I completely agree. However, at my current job, referring someone for an open position just means throwing their CV in the mix along with everyone else's. There is no way to bypass even a single step in the weeks-long hiring process. And I suspect this is slowly becoming the norm.

3 comments

> However, at my current job, referring someone for an open position just means throwing their CV in the mix along with everyone else's. There is no way to bypass even a single step in the weeks-long hiring process.

I thought this was the case everywhere, except maybe very small companies. In the companies I’ve worked, if a candidate asks for a referral, I can’t do much more than input their resume into our internal tool, and then tell him “It’s job req. 54401, go apply online for it!” There’s no button on the page that I push to indicate “This candidate is a special referral! Bypass the interviews!”

Maybe it’s different higher up. At the VP level it’s more important who you golf with, and who were your buddies from business school, and who you did coke with at one of last year’s private CES parties. I doubt at that level they even have to apply to job reqs. I’m not even sure that a CxO even interviews!

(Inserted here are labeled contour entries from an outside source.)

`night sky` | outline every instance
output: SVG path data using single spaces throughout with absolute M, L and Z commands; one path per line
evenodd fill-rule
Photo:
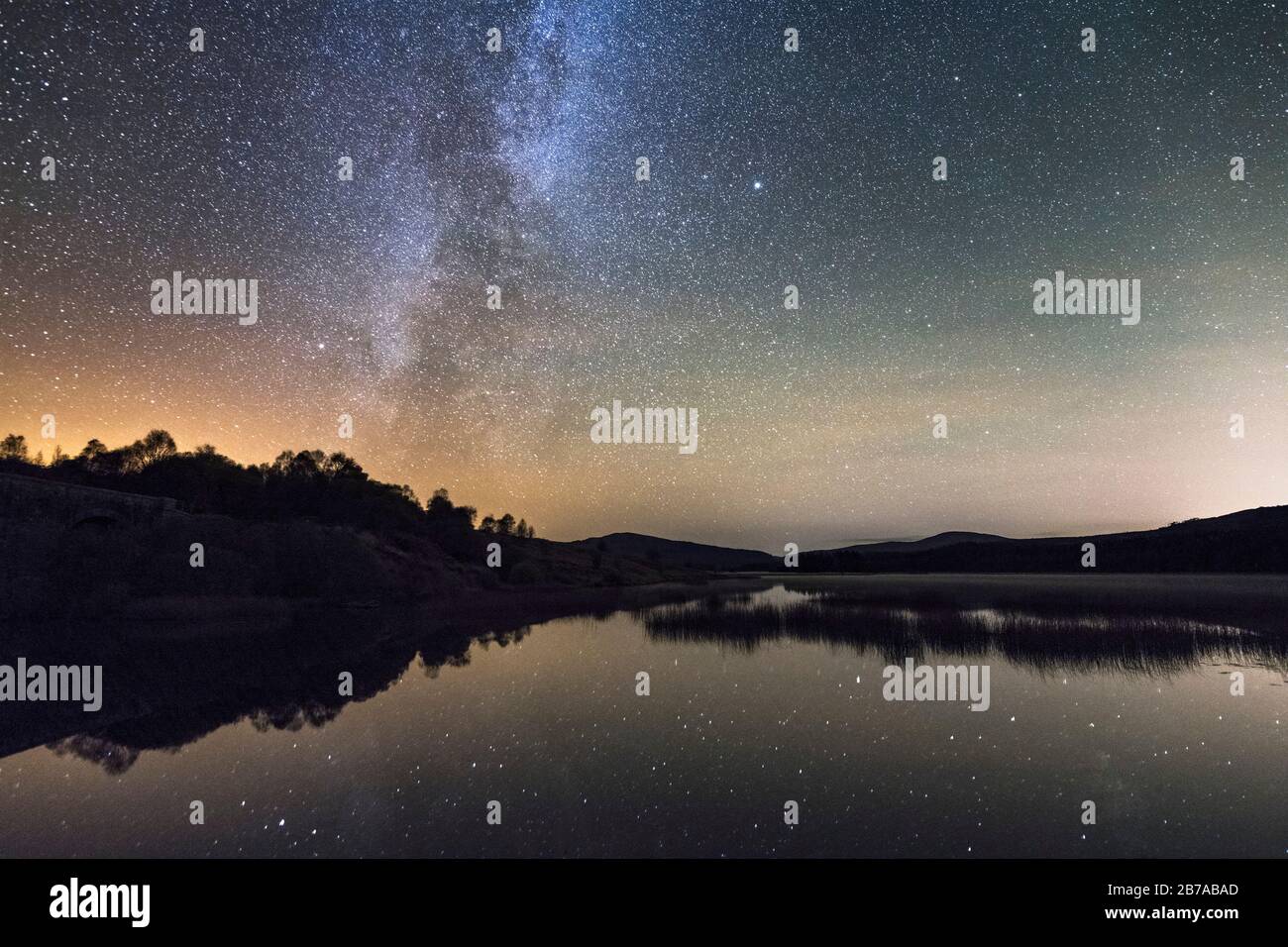
M 0 433 L 778 551 L 1288 502 L 1285 8 L 0 0 Z M 153 314 L 176 269 L 259 322 Z M 1034 314 L 1057 269 L 1140 325 Z M 614 398 L 697 452 L 591 443 Z

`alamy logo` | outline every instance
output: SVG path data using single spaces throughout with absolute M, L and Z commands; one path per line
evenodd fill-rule
M 887 701 L 970 701 L 971 710 L 988 710 L 992 698 L 988 665 L 887 665 L 881 673 L 881 696 Z
M 94 713 L 103 706 L 103 665 L 0 665 L 0 701 L 81 701 Z
M 1140 280 L 1065 280 L 1033 283 L 1036 316 L 1121 316 L 1124 326 L 1140 322 Z
M 49 889 L 50 917 L 128 917 L 131 928 L 146 928 L 152 916 L 152 885 L 81 885 Z
M 680 445 L 680 454 L 698 450 L 698 410 L 683 407 L 596 407 L 590 412 L 590 439 L 596 445 Z
M 238 325 L 259 322 L 259 280 L 184 280 L 178 269 L 171 280 L 152 281 L 153 316 L 232 316 Z

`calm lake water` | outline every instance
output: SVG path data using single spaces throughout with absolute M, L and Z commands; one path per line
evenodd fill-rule
M 0 705 L 0 856 L 1284 857 L 1282 585 L 766 580 L 500 630 L 104 633 L 100 719 Z M 989 709 L 884 700 L 907 657 L 988 665 Z

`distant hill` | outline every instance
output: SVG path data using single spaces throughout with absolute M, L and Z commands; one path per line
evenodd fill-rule
M 1262 506 L 1159 530 L 1012 540 L 939 533 L 801 553 L 801 572 L 1081 572 L 1083 545 L 1100 572 L 1288 572 L 1288 506 Z M 775 563 L 781 569 L 782 564 Z
M 854 553 L 914 553 L 921 549 L 939 549 L 940 546 L 953 546 L 958 542 L 1009 542 L 1006 536 L 997 536 L 990 532 L 966 532 L 954 530 L 951 532 L 938 532 L 923 540 L 887 540 L 885 542 L 859 542 L 845 546 L 846 551 Z M 841 550 L 836 550 L 841 551 Z
M 608 536 L 592 536 L 587 540 L 568 542 L 591 551 L 611 553 L 634 559 L 641 559 L 656 566 L 671 568 L 698 569 L 773 569 L 782 559 L 757 549 L 726 549 L 708 546 L 701 542 L 665 540 L 658 536 L 645 536 L 638 532 L 614 532 Z

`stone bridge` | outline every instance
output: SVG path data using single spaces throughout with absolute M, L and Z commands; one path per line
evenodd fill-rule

Luckily, I'm the CTO, so I run the hiring process exactly like this and I wouldn't have it any other way. If somebody comes in via one of our existing people, I talk to them or at least make sure they talk to one of my team leads (i.e. their direct manager if the whole thing goes through).

If somebody approaches me directly with a good pitch (I get some spectacularly bad ones of course), I generally hear them out. We are also planning to put referral rewards in place too when the time comes (too small right now).

The company I run is close to opening its doors for new candidates soon (pending on budget/revenue), so this is not hypothetical. If you are excited about using Kotlin in frontend and backend and are in the Berlin area, feel free to reach out and find out if what I preach lines up with reality.

I feel so too, but I think it's a self-inflicted wound. When we were hiring last year I contacted people who referred candidates and well more than half of them never worked with the person, some admitted to have never been in contact outside of having gone to the same university. The first kind of referral is weak, the other one is purely useless.